1）简介/问题

Question

说我有如下输入：

(1,2)(2,1)(1,3)(3,2)(2,4)(4,1)

预计输出如下：

(1,(2,3,4)) -> (1,3) //second index is total friend #
(2,(1,3,4)) -> (2,3)
(3,(1,2))   -> (3,2)
(4,(1,2))   -> (4,2)

我知道如何在java中使用hashset执行此操作。但不知道这是如何使用mapreduce模型的。任何人都可以就此问题抛出任何想法或示例代码吗？我会很感激。

-------------------------------------------- ----------------------------------------

这是我的天真解决方案：1个映射器，2个减速器。 映射器将组织输入（1,2），（2,1），（1,3）;

将输出组织为

的的 *（1，HashSet的＆LT 2 - ），（2，HashSet的＆LT 1为卤素），（1，HashSet的＆LT 2 - ），（2 ，HashSet的＆LT 1为卤素），（1，HashSet的＆3; 1+），（3，HashSet的＆LT 1为卤素;） *

Reducer1 ：

将mapper的输出作为输入和输出：

*（1，hashset＆lt; 2,3＆gt;），（3，hashset＆lt; 1＆gt;）和（2，hashset＆lt; 1＆gt;）< EM> *

Reducer2 ：

将reducer1的输出作为输入输出：

*（1,2），（3,1）和（2,1） *

这只是我天真的解决方案。我不确定这是否可以通过hadoop的代码完成。

Answer 1

我认为应该有一种简单的方法来解决这个问题。

Mapper Input: (1,2)(2,1)(1,3)(3,2)(2,4)(4,1)

为每对发出两条记录，如下所示：

Mapper Output/ Reducer Input:

Key => Value
1 => 2
2 => 1
2 => 1
1 => 2
1 => 3
3 => 1
3 => 2
2 => 3
2 => 4
4 => 2
4 => 1
1 => 1

在减速机方面，你会得到4个不同的组：

Reducer Output:

Key => Values
1 => [2,3,4]
2 => [1,3,4]
3 => [1,2]
4 => [1,2]

现在，您可以根据需要格式化结果。 :) 如果有人能在这种方法中看到任何问题，请告诉我

Answer 2

1）简介/问题

在开始工作之前，重要的是要理解，在一个简单的方法中，reducer的值应该按升序排序。第一个想法是传递未排序的值列表，并在每个键的reducer中进行一些排序。这有两个缺点：

1）对于大值列表，很可能效率不高

和

2）如果这些对在集群的不同部分处理，框架将如何知道（1,4）是否等于（4,1）？

2）理论上的解决方案

在Hadoop中执行此操作的方法是通过创建合成密钥以某种方式“模拟”框架。

所以我们的地图功能而不是“概念上更合适”（如果我可以这么说）

map(k1, v1) -> list(k2, v2)

如下：

map(k1, v1) -> list(ksynthetic, null)

正如您注意到我们放弃了值的使用（reducer仍会获得null值的列表，但我们并不关心它们）。这里发生的是ksynthetic中的这些值实际上是包含。以下是有问题的示例：

`map(1, 2) -> list([1,2], null)

但是，还需要进行一些操作，以便对键进行适当的分组和分区，并在reducer中获得正确的结果。

3）Hadoop实施

我们将实现一个名为FFGroupKeyComparator的班级和一个班级FindFriendPartitioner。

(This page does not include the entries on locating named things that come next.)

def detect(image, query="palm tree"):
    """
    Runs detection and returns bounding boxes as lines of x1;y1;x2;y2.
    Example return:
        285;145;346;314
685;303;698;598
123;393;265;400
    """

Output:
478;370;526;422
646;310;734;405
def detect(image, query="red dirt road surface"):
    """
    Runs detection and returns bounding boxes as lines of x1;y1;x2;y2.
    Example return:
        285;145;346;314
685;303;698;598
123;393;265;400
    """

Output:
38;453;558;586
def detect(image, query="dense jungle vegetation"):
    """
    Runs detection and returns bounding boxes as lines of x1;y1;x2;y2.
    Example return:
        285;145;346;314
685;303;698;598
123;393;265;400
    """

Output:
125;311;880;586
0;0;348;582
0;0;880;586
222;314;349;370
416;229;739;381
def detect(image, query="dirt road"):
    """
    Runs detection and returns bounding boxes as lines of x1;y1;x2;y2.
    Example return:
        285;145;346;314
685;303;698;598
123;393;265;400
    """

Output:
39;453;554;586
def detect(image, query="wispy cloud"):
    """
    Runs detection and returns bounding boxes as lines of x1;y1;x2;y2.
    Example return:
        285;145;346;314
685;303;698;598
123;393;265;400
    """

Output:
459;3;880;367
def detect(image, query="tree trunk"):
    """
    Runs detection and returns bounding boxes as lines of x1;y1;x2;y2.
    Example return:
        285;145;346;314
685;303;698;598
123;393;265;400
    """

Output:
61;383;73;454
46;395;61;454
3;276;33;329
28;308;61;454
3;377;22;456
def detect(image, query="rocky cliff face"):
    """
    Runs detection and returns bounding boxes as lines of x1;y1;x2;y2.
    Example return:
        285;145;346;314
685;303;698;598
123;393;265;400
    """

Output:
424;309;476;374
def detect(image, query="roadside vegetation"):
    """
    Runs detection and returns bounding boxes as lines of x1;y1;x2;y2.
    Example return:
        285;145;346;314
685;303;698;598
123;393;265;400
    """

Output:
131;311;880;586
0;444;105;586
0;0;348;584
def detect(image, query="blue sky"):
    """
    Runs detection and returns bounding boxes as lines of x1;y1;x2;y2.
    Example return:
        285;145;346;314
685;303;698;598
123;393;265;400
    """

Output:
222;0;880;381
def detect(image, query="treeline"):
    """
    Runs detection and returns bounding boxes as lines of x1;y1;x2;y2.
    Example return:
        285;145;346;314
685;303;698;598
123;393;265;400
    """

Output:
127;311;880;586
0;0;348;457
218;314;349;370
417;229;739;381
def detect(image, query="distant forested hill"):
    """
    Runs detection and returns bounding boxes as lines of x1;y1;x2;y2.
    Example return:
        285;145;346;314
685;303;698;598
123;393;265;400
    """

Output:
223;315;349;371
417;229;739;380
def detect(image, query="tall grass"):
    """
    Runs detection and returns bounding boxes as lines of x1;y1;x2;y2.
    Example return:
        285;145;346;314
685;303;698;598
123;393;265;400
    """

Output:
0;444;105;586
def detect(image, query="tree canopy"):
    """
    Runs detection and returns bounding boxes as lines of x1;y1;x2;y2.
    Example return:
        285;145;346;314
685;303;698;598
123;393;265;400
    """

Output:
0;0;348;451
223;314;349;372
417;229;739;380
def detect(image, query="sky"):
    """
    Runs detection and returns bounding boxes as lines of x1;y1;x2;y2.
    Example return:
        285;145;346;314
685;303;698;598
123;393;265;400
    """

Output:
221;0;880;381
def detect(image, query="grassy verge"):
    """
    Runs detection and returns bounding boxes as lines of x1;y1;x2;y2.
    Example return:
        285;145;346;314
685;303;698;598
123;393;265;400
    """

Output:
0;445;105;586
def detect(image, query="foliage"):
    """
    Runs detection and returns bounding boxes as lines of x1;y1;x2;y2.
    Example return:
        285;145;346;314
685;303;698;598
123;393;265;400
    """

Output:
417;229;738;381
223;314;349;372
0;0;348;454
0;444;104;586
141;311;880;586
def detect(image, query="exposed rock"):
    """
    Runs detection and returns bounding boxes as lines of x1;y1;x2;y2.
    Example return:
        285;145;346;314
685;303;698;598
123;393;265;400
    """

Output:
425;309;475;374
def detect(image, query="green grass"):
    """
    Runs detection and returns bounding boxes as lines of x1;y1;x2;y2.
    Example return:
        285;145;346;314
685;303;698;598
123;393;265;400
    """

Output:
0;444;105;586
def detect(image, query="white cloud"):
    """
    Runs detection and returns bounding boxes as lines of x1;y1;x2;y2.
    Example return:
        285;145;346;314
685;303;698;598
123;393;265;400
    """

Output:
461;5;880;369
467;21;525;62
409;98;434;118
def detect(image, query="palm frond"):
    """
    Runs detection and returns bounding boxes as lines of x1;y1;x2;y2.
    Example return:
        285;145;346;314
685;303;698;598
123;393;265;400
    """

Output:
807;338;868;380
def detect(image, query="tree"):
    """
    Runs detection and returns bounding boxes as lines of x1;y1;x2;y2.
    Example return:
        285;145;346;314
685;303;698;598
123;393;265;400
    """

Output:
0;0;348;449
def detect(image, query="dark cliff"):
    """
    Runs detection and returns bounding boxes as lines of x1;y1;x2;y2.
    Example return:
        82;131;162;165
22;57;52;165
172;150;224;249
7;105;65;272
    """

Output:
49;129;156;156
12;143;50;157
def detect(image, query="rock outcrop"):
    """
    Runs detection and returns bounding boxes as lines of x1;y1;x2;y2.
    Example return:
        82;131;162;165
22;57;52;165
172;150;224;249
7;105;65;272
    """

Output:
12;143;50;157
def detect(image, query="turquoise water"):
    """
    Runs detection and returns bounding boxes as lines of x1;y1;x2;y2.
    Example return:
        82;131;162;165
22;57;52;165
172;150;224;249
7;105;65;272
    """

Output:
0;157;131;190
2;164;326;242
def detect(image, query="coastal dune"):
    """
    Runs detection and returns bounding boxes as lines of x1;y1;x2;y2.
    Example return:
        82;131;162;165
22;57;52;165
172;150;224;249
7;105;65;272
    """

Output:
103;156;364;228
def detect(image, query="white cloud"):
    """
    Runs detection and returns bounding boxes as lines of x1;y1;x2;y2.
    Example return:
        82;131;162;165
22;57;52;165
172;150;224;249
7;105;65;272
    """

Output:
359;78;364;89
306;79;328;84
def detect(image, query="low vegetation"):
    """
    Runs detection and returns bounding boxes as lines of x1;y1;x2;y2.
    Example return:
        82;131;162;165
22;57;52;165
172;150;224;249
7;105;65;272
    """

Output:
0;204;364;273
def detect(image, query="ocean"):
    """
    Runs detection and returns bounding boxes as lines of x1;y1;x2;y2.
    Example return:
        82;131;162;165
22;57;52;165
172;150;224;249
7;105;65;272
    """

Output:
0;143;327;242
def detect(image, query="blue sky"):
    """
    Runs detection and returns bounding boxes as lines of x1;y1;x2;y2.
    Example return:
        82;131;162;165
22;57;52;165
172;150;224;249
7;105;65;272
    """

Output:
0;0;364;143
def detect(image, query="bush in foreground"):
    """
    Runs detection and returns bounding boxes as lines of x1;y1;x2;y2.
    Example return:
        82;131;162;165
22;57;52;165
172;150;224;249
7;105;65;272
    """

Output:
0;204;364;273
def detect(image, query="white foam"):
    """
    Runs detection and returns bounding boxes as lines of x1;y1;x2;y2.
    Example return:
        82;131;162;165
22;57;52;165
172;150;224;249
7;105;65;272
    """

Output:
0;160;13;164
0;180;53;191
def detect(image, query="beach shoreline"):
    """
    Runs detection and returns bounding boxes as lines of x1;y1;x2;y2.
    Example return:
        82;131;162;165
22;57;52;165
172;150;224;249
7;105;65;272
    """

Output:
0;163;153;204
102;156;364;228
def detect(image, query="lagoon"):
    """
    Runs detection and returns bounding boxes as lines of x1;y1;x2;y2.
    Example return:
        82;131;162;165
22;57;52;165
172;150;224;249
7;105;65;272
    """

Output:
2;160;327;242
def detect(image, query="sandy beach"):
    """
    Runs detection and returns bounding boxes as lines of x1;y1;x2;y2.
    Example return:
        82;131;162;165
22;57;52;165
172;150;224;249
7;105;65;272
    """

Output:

这是我们的FFGroupKeyComparator：

public static class FFGroupComparator extends WritableComparator
{
    protected FFGroupComparator() 
    {
        super(Text.class, true);
    }

    @Override
    public int compare(WritableComparable w1, WritableComparable w2)
    {

        Text t1 = (Text) w1;
        Text t2 = (Text) w2;
        String[] t1Items = t1.toString().split(",");
        String[] t2Items = t2.toString().split(",");
        String t1Base = t1Items[0];
        String t2Base = t2Items[0];
        int comp = t1Base.compareTo(t2Base); // We compare using "real" key part of our synthetic key

        return comp;

    }
}

此类将充当我们的分组比较器类。它控制将哪些键组合在一起以便单次调用Reducer.reduce(Object, Iterable, org.apache.hadoop.mapreduce.Reducer.Context)这非常重要，因为它确保每个reducer获取适当的合成键（通过真实键来判断）。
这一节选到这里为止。